The interaction between the coach and the coachee comes down to three mechanisms:
This week we will focus on “I”-Positions.
- Listening enables the coach to develop a deeper appreciation of what’s really going on.
- Asking curious questions enables the coach to stimulate deeper thinking on the part of the coachee.
- “I”-Positions communicate where you stand to the coachee.
In last weeks blog post we highlighted the importance of not asking leading questions but rather to state your position clearly. As an example suppose you are in a coaching conversation and the solutions provided by the coachee are not, in your opinion, likely to be successful.
The rookie coach asks: “Have you considered doing …..”
The high-level coach states: “I don’t think the solutions you have communicated are feasible.”
This is much more powerful than providing answers through leading questions. It gives the coachee feedback and invites deeper thinking. In order to deliver clear “I”-positions, the coach must know where he or she stands. This internal clarity must be developed before it can be delivered. What are your beliefs, values, principles? What are you prepared to do or not do?
It is not simply enough to begin a statement with the word “I” to have it pass. Effective “I”-positions focus on self.

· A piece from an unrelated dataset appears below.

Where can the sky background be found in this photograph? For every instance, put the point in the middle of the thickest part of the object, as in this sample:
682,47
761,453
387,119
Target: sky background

The rookie coach states: “I don’t appreciate your aggressiveness.”
The high-level coach states: “I’m noticing myself getting defensive.”
Just Say It
“I”-positions require the coach to demonstrate emotional courage to overcome the fear of stating one’s position. At one end of the spectrum, the coach manages his/her anxiety through aggressive blame rather than self-reflective “this is what I will do” stances. This negative focus on the other at best garners discordant compliance and at worst damages the relationship. At the other end of the spectrum the coach is overly sensitive to the feelings of the coachee, at best the coach avoids the subject, at worst the coach Triangles in another person rather than stating their own position. Triangles will be the topic of next weeks blog post.
In your next coaching interaction “Just Say It”.